Benchmarking Educational LLMs with Analytics: A Case Study on Gender Bias in Feedback
Summary: arXiv:2511.08225v2 Announce Type: replace-cross
Abstract: As teachers increasingly turn to GenAI in their educational practice, we need robust methods to benchmark large language models (LLMs) for pedagogical purposes. This article presents an embedding-based benchmarking framework to detect bias in LLMs in the context of formative feedback.
Using 600 authentic student essays from the AES 2.0 corpus, we constructed controlled counterfactuals along two dimensions:
- Implicit cues: lexicon-based swaps of gendered terms within essays.
- Explicit cues: gendered author background in the prompt.
We investigated six representative LLMs:
- GPT-5 mini
- GPT-4o mini
- DeepSeek-R1
- DeepSeek-R1-Qwen
- Gemini 2.5 Pro
- Llama-3-8B
Initially, we quantified the response divergence with cosine and Euclidean distances over sentence embeddings and then assessed significance via permutation tests. Finally, we visualized structure using dimensionality reduction techniques.
Our findings indicated that in all models, implicit manipulations reliably induced larger semantic shifts for male-female counterfactuals than for female-male. Notably, only the GPT and Llama models demonstrated sensitivity to explicit gender cues. These results suggest that even state-of-the-art LLMs exhibit asymmetric semantic responses to gender substitutions, indicating persistent gender biases in the feedback provided to learners.
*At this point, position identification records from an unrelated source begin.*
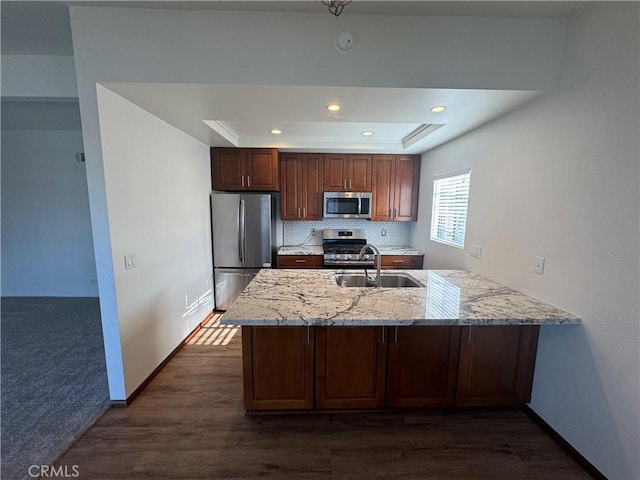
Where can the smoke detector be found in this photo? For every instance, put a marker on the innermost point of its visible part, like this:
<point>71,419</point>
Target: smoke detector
<point>345,41</point>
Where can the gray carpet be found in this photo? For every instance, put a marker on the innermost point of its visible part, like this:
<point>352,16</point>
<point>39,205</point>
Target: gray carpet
<point>54,381</point>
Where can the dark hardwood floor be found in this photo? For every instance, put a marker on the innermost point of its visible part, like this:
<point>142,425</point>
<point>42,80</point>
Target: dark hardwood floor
<point>189,423</point>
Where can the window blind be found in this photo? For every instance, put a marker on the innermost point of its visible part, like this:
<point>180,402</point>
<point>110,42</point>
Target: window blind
<point>450,201</point>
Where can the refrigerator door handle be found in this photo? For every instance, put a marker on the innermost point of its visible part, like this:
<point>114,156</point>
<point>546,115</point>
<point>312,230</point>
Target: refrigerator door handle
<point>242,239</point>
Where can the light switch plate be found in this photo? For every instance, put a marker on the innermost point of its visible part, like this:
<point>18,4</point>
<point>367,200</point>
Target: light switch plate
<point>129,261</point>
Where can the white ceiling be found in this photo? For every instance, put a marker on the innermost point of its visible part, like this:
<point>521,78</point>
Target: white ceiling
<point>242,115</point>
<point>223,115</point>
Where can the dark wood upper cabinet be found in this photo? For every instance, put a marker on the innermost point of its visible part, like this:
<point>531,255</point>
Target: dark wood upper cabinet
<point>227,169</point>
<point>422,367</point>
<point>496,365</point>
<point>350,367</point>
<point>244,169</point>
<point>395,186</point>
<point>301,186</point>
<point>278,368</point>
<point>347,173</point>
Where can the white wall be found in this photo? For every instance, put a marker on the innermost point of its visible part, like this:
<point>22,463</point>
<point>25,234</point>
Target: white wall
<point>157,181</point>
<point>47,248</point>
<point>129,45</point>
<point>559,178</point>
<point>37,76</point>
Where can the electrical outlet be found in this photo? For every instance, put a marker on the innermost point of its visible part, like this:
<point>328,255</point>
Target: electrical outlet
<point>129,261</point>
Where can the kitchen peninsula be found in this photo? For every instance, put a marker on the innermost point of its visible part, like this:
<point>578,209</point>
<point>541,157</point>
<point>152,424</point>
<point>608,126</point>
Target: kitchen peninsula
<point>456,340</point>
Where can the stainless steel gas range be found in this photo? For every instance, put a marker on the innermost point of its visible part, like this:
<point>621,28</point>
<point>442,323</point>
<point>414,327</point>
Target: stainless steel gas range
<point>342,248</point>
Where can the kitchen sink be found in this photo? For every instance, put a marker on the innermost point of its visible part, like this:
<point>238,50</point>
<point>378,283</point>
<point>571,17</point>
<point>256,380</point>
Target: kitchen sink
<point>401,280</point>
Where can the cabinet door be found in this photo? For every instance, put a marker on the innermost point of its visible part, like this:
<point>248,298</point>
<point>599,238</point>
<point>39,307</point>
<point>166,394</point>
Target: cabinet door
<point>277,367</point>
<point>407,181</point>
<point>359,173</point>
<point>227,169</point>
<point>291,186</point>
<point>312,189</point>
<point>262,169</point>
<point>382,186</point>
<point>422,366</point>
<point>496,365</point>
<point>350,367</point>
<point>335,173</point>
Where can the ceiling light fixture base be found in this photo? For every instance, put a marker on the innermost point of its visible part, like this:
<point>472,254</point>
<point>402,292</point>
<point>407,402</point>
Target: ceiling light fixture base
<point>336,6</point>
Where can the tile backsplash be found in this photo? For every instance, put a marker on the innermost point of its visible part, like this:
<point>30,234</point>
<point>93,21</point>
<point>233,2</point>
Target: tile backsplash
<point>299,233</point>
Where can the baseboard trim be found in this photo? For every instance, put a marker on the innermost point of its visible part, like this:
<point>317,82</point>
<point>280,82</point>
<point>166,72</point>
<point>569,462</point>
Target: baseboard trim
<point>147,381</point>
<point>566,446</point>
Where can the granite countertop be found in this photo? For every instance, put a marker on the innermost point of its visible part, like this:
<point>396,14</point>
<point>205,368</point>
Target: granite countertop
<point>449,297</point>
<point>317,250</point>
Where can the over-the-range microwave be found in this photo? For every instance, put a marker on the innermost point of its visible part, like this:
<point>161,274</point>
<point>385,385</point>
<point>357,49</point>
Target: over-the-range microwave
<point>347,205</point>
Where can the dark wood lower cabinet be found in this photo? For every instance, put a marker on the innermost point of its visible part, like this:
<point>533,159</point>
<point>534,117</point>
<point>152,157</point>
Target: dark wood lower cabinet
<point>297,368</point>
<point>350,367</point>
<point>278,367</point>
<point>422,366</point>
<point>496,365</point>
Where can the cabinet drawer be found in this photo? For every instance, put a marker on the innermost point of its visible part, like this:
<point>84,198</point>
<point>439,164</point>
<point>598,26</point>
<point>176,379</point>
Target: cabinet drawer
<point>300,261</point>
<point>402,261</point>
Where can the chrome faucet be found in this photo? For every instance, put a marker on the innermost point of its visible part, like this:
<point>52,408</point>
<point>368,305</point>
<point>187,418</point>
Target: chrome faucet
<point>376,282</point>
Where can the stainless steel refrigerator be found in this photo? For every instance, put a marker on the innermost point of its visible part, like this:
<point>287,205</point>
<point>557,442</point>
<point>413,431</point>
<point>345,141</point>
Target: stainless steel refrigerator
<point>241,226</point>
Qualitative analyses further revealed notable linguistic differences in feedback. For example, feedback under male cues tended to be more autonomy-supportive, while feedback under female cues was often more controlling. This raises critical questions about the implications of using LLMs in educational contexts, especially regarding fairness and equity.
In light of these findings, we discuss several implications for fairness auditing of pedagogical GenAI:
- Establishing comprehensive reporting standards for counterfactual evaluation in learning analytics.
- Developing practical guidance for prompt design and deployment to ensure equitable feedback.
- Encouraging educators to critically assess the outputs of LLMs in their practice and to be aware of potential biases.
As the integration of AI in education becomes more prevalent, it is imperative that educators and researchers collaborate to create frameworks that not only benchmark LLMs for effectiveness but also ensure that these tools promote fairness and equity in student learning experiences. The findings of this study serve as a call to action for continued research and development in the field of educational AI, reinforcing the necessity of vigilance against embedded biases that could affect student outcomes.